July 26, 2016— Experts have long known that a person’s risk for getting type 2 diabetes is partly related to genes. But now, a large new study is shining a much brighter light on the disease’s genetic component.
Type 2 diabetes is a serious health problem that affects roughly 1 in 10 people worldwide. Learning more about why some people are more likely to get the disease than others can help scientists develop more effective treatments.
About the study
Researchers studied the DNA of more than 120,000 people of European, South and East Asian, North and South American, and African descent. They compared the genetic information from people without diabetes to those with type 2 diabetes.
They found that most of the genetic risk for diabetes comes from certain common gene changes, or variants. Each of these changes plays a small part in raising a person’s overall diabetes risk.
This knowledge can help scientists find new treatments that take a person’s individual genetic profile into account. However, researchers say more studies are still needed to learn about the gene variants in other groups of people.

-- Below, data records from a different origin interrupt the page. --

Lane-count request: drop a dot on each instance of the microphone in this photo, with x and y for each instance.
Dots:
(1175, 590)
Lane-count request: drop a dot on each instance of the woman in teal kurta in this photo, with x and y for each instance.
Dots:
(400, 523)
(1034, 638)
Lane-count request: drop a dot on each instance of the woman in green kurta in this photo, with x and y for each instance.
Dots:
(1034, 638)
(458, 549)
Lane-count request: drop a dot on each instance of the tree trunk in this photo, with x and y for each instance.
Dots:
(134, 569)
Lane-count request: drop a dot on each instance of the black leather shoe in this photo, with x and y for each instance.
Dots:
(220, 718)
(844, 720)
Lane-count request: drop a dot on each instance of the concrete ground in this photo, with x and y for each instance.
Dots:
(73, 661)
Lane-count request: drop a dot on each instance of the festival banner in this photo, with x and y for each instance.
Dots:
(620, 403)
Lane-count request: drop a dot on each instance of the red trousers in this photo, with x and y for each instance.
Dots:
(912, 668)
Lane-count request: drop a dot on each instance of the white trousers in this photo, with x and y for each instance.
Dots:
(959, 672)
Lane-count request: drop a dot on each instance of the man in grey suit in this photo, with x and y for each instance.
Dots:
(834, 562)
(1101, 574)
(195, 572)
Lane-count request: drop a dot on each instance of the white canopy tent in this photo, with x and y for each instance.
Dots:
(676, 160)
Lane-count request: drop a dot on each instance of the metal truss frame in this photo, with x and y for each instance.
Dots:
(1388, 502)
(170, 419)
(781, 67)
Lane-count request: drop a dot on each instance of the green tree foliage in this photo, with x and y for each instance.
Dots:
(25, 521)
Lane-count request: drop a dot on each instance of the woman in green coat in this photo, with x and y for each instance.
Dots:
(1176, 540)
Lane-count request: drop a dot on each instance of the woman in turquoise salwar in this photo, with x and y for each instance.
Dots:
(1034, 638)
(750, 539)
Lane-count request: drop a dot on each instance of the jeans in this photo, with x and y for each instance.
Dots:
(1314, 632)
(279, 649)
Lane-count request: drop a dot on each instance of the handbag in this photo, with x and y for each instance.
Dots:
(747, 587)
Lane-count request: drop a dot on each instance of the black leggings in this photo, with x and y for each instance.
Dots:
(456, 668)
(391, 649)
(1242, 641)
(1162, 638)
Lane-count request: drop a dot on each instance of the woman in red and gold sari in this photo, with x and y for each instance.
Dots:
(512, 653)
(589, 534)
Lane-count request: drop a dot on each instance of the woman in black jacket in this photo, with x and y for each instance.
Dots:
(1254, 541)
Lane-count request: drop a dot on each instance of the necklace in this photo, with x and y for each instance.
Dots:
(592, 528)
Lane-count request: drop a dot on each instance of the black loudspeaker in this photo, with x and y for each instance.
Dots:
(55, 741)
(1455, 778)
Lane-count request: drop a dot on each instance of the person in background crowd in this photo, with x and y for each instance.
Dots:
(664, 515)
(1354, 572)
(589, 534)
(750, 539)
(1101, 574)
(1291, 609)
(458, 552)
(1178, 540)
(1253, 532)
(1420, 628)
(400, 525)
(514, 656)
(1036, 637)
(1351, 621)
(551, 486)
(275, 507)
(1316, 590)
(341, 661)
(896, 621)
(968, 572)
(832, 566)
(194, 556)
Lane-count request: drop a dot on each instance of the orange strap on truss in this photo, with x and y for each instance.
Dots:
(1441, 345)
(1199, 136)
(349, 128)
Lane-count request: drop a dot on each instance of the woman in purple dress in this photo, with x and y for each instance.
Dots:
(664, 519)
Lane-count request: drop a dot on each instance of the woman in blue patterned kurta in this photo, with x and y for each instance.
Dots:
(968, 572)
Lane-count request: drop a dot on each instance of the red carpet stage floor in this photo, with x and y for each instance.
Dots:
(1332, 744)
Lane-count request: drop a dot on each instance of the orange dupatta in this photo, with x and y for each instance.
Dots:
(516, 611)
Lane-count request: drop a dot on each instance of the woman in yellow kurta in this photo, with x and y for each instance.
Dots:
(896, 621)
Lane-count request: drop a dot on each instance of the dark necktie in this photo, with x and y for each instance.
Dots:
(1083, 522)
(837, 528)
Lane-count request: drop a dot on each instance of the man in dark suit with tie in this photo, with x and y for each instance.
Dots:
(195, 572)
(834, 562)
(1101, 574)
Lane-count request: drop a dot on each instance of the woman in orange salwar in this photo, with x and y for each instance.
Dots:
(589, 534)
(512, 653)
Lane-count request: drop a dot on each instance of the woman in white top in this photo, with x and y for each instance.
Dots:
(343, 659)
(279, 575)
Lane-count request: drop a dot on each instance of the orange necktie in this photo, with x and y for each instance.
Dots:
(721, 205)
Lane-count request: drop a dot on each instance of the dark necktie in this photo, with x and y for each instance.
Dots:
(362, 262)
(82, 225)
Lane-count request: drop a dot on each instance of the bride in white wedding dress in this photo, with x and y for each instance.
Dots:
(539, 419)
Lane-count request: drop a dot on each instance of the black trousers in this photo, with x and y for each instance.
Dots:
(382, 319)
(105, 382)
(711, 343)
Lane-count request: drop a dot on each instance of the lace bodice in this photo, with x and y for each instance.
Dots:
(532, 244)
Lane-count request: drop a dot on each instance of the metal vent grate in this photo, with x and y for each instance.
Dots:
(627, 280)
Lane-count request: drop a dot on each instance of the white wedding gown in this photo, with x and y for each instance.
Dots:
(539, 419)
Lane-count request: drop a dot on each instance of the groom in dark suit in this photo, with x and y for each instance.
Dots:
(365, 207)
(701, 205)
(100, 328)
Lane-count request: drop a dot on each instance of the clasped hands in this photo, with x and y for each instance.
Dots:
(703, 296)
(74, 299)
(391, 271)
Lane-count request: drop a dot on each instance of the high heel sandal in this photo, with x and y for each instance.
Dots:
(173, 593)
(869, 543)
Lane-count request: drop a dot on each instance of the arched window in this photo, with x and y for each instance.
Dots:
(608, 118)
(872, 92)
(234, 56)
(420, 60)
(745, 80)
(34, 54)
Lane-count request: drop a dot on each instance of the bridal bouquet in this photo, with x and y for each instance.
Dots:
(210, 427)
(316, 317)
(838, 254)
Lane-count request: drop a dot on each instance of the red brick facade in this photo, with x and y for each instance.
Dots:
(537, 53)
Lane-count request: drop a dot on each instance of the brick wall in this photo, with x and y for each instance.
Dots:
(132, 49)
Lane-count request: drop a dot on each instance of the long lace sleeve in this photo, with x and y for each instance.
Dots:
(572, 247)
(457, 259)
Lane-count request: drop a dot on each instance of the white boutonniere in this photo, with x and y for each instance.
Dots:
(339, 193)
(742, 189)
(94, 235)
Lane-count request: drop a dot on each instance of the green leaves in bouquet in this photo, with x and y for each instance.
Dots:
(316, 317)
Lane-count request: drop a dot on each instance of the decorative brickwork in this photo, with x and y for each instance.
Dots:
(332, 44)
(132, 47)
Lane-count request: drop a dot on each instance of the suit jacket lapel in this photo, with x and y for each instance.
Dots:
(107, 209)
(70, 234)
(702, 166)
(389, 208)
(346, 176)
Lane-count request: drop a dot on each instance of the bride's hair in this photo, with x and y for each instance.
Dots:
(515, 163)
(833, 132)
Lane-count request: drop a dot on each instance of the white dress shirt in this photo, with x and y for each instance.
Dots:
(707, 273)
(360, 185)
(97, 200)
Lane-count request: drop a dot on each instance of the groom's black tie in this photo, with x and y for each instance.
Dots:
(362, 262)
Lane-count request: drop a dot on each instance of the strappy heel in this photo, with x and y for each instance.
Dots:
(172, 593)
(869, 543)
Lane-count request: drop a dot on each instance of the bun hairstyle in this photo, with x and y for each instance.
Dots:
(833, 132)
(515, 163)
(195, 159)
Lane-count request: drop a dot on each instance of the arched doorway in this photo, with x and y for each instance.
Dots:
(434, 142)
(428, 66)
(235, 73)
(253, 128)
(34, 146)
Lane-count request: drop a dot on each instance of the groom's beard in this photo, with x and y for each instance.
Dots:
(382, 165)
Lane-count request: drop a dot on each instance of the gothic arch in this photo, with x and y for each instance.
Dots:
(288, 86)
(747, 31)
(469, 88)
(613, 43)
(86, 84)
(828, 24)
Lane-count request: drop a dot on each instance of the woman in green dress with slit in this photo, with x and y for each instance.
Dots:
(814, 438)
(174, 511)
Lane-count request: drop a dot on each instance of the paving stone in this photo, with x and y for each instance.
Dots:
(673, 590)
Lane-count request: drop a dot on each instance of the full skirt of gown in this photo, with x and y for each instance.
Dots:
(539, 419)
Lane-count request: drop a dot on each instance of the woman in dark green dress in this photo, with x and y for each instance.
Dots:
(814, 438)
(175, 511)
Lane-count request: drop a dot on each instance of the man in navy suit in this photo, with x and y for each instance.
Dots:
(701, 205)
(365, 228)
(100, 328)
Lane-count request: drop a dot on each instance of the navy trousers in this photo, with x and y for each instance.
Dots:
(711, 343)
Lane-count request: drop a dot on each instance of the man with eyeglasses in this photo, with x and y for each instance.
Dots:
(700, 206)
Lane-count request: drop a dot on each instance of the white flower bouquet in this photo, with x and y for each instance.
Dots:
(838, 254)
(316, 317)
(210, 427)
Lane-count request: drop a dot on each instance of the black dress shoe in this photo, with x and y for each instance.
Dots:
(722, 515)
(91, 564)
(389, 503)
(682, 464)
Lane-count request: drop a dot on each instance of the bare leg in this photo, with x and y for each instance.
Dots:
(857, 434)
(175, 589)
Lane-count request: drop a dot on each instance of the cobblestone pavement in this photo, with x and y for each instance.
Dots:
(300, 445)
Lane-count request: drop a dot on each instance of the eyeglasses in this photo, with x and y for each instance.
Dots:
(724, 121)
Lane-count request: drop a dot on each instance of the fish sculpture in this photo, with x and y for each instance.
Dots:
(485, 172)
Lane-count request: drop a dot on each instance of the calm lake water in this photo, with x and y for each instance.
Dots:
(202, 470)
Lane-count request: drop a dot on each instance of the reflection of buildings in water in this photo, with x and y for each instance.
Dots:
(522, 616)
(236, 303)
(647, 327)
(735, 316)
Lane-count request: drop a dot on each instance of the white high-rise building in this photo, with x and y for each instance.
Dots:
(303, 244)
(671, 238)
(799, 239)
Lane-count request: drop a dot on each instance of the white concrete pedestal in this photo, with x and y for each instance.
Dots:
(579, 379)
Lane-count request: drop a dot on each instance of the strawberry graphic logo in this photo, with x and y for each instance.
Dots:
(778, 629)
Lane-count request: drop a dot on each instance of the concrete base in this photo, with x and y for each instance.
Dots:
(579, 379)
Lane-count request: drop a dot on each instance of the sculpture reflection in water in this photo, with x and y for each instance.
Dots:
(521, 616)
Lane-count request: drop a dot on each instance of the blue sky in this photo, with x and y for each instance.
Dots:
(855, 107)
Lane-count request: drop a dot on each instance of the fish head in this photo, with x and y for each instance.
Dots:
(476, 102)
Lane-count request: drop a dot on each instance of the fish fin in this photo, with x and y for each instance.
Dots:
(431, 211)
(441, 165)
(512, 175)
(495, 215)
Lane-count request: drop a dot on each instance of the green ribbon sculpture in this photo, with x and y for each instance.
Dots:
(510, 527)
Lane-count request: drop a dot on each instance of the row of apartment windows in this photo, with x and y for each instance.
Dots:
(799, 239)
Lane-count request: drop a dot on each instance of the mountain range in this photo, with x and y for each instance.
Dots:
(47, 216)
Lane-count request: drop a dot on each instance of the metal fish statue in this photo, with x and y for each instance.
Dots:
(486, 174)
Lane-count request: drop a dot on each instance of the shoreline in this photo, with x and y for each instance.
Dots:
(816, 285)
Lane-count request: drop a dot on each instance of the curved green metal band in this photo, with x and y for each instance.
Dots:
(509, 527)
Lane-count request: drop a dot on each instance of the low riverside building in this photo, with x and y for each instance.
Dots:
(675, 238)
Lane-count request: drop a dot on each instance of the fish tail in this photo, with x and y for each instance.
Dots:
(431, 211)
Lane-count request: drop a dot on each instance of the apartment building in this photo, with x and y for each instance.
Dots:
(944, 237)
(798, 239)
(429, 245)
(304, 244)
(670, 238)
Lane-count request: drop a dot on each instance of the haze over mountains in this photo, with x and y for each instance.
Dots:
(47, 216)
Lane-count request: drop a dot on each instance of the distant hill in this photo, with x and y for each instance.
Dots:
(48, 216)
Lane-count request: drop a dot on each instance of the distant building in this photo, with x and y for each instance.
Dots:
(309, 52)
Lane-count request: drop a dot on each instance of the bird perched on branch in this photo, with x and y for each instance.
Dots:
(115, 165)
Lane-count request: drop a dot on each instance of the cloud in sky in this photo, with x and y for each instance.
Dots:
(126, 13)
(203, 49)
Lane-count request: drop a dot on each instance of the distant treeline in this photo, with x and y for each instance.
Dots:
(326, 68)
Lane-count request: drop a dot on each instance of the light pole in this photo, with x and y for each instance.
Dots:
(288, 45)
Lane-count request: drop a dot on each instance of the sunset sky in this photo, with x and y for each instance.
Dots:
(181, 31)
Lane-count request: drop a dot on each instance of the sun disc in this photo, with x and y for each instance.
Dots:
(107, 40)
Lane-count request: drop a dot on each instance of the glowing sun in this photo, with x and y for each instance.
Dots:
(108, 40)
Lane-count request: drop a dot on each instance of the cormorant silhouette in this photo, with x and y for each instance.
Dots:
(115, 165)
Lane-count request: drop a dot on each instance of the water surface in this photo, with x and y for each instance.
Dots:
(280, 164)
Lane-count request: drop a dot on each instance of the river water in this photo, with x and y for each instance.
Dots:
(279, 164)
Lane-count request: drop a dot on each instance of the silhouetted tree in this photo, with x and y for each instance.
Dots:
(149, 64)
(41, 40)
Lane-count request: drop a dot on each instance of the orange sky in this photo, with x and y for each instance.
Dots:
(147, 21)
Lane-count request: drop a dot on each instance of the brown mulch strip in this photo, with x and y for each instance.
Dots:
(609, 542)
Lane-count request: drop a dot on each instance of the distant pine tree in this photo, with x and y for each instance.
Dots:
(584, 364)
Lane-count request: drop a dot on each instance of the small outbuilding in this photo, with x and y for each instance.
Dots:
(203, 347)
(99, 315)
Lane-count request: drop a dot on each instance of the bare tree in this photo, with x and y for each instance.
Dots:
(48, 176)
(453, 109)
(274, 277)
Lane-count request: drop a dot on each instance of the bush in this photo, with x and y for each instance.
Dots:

Read more about the study in Nature.
The take-home message
Your family history might put you at a higher risk for developing type 2 diabetes. But that doesn’t mean you’re guaranteed to get the disease, says the American Diabetes Association.
Even if you’re predisposed to diabetes, there are plenty of risk factors that you have the power to change. These include:
Having high blood sugar.
Having high blood pressure.
Having high cholesterol.
Eating an unhealthy diet.
Talk with your doctor about first steps toward a healthier lifestyle. You might decide to try to eat a healthier diet or exercise more. That can help you lose weight and improve your blood sugar, blood pressure and cholesterol. If you smoke, it’s important to come up with a plan for quitting. Your doctor can help with that too.